Pathogen-specific clinical and inflammatory phenotypes in pediatric catheter-related infections
摘要
Early empirical management of pediatric catheter-related infections (CRI) is complicated by delayed microbiological confirmation and heterogeneous local pathogen epidemiology. Pathogen-specific clinical and inflammatory profiling may facilitate contextual risk assessment at the time of clinical suspicion. In this retrospective single-center cohort study, 291 CRI episodes contributed by 177 pediatric patients between March 1, 2020, and February 29, 2024, were analyzed. Clinical variables at catheter insertion and inflammatory biomarkers at infection onset were evaluated. CRI episodes were classified according to the first clinically significant isolate. Multivariable logistic regression models explored predictors of (i) Gram-negative versus Gram-positive CRI and (ii) fungal versus bacterial CRI. During 24,846 catheter days of follow-up, the incidence density (rate per 1000 catheter days) was 11.7 per 1000 catheter days (95% CI 10.4–13.1). A causative pathogen was identified in 94.2% of episodes: 51.1% Gram-positive, 40.5% Gram-negative, and 8.4% fungal. Gram-negative infections were associated with higher CRP, PCT, and NLR levels.
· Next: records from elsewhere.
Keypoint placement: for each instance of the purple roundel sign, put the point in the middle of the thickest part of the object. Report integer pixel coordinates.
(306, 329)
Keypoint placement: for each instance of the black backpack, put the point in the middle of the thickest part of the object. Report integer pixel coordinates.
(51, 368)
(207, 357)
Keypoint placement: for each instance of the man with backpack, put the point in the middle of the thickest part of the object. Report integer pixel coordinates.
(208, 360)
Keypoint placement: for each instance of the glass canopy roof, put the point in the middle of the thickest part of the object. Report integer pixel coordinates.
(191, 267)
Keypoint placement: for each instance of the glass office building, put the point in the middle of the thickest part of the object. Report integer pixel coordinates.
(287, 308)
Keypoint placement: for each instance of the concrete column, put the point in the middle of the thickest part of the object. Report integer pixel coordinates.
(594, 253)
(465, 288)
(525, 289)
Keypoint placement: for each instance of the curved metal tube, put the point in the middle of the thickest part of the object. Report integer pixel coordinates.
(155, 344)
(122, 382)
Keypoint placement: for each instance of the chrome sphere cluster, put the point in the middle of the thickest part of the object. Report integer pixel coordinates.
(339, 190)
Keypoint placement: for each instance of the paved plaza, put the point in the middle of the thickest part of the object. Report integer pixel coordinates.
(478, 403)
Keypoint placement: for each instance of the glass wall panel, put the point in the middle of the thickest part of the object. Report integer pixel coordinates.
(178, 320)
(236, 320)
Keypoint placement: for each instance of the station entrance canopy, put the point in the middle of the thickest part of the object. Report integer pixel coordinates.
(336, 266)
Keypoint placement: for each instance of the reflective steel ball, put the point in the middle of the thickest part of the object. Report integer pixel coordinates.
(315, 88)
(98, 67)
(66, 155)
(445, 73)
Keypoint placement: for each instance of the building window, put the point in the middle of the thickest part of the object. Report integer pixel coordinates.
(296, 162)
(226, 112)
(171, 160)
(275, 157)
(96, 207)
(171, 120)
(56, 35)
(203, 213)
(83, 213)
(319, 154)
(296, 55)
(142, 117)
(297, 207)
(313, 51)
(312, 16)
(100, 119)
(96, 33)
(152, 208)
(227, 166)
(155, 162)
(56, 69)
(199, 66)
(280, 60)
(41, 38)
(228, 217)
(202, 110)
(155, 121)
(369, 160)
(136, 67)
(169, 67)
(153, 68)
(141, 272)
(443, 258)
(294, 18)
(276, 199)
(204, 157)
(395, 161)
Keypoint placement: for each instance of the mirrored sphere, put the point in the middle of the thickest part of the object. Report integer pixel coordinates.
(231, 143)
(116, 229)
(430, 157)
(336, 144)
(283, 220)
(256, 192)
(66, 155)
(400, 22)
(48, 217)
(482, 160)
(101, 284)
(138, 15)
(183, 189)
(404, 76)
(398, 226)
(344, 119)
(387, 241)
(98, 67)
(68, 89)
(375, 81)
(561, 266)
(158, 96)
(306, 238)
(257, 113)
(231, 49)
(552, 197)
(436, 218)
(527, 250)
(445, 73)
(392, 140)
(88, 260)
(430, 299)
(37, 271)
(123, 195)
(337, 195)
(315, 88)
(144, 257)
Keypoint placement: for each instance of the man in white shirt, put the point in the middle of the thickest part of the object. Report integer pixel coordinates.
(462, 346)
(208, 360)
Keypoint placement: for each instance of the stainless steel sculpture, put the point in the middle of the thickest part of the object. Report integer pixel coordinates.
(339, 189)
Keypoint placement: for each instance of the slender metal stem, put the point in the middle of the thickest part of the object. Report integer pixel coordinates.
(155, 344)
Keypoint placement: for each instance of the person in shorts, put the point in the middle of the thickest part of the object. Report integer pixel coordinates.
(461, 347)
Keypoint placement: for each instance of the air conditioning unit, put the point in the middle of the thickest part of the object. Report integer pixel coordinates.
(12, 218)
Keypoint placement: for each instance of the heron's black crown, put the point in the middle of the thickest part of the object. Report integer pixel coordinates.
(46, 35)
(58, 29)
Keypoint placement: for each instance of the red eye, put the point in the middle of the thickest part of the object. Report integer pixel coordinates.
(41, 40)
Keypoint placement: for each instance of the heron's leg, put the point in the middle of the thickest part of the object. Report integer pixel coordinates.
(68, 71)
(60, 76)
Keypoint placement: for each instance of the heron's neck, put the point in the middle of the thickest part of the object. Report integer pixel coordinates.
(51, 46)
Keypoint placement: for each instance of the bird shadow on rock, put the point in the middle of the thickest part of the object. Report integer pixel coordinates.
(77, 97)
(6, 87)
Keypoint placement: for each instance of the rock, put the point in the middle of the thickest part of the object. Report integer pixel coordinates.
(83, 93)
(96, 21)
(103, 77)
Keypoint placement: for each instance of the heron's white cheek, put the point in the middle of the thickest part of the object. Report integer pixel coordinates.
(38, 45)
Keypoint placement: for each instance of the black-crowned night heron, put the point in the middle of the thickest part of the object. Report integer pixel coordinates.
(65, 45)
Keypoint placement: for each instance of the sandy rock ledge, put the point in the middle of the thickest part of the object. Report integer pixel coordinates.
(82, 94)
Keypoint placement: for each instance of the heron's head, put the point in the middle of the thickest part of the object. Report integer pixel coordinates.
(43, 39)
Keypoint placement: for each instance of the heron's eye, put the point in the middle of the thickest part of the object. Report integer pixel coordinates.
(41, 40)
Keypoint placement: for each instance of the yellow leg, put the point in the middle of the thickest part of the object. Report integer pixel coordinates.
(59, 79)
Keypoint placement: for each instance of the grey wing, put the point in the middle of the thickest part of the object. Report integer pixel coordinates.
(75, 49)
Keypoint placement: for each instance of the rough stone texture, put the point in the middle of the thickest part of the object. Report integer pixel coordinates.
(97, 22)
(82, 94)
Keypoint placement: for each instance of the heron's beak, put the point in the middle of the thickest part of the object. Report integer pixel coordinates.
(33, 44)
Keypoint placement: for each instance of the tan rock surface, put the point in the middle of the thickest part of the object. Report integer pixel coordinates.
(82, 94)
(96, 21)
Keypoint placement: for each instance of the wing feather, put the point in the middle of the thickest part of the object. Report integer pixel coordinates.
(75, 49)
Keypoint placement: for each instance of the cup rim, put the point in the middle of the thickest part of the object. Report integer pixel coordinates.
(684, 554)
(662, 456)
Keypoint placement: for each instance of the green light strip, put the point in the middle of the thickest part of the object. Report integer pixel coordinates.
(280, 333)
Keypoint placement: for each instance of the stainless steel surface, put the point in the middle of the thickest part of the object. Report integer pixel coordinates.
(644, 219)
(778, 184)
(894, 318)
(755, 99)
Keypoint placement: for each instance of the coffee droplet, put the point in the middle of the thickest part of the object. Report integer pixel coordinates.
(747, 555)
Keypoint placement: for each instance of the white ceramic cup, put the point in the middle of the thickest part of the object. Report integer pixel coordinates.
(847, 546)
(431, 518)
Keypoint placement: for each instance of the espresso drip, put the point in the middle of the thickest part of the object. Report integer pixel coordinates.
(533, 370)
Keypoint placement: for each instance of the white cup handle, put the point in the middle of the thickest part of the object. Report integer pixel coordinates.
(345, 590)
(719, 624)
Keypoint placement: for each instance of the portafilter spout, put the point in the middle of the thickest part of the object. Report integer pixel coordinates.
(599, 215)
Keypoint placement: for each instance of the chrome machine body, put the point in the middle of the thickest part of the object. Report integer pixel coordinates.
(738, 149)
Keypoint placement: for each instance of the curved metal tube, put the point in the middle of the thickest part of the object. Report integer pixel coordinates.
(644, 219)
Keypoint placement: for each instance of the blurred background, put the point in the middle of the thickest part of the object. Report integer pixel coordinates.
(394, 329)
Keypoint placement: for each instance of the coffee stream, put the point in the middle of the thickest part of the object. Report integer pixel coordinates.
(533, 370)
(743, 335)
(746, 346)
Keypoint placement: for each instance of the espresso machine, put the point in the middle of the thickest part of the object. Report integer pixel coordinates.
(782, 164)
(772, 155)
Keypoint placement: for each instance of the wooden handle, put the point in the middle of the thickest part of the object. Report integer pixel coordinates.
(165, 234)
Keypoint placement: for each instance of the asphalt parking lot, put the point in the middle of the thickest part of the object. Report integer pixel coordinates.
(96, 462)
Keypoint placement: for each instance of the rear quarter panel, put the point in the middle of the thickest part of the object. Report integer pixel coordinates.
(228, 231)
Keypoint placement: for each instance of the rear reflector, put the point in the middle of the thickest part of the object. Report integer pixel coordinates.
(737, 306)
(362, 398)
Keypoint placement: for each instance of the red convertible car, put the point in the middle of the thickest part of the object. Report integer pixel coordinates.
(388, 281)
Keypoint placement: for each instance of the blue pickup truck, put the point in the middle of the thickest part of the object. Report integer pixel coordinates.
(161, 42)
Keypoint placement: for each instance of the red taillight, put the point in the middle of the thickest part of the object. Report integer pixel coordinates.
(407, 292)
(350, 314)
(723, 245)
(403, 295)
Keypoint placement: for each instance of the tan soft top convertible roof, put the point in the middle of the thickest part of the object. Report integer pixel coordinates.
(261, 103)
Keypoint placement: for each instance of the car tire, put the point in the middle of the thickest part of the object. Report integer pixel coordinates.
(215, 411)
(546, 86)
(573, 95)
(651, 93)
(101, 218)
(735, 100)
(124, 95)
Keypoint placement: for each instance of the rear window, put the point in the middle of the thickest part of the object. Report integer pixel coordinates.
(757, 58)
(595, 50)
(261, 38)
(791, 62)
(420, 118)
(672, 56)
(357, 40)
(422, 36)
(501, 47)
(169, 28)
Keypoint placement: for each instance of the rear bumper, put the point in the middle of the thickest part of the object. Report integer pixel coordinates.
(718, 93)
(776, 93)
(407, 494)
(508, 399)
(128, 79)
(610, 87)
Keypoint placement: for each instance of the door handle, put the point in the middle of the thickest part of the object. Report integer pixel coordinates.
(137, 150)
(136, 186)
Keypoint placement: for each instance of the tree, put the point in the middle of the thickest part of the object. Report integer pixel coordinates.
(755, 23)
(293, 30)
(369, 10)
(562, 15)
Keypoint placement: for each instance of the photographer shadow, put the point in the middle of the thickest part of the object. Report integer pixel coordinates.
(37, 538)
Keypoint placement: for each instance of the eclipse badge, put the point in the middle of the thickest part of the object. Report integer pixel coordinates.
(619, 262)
PCT demonstrated the highest discriminatory capacity for Gram-negative CRI (AUC 0.663, 95% CI 0.593–0.734). Lymphocyte count showed moderate discrimination for fungal CRI (AUC 0.711).
Conclusions: Pediatric CRI exhibit pathogen-associated inflammatory and device-related patterns; however, discriminatory performance of individual biomarkers remains modest. These findings may support contextual risk assessment at first suspicion but do not justify modification of guideline-based empirical therapy without prospective validation.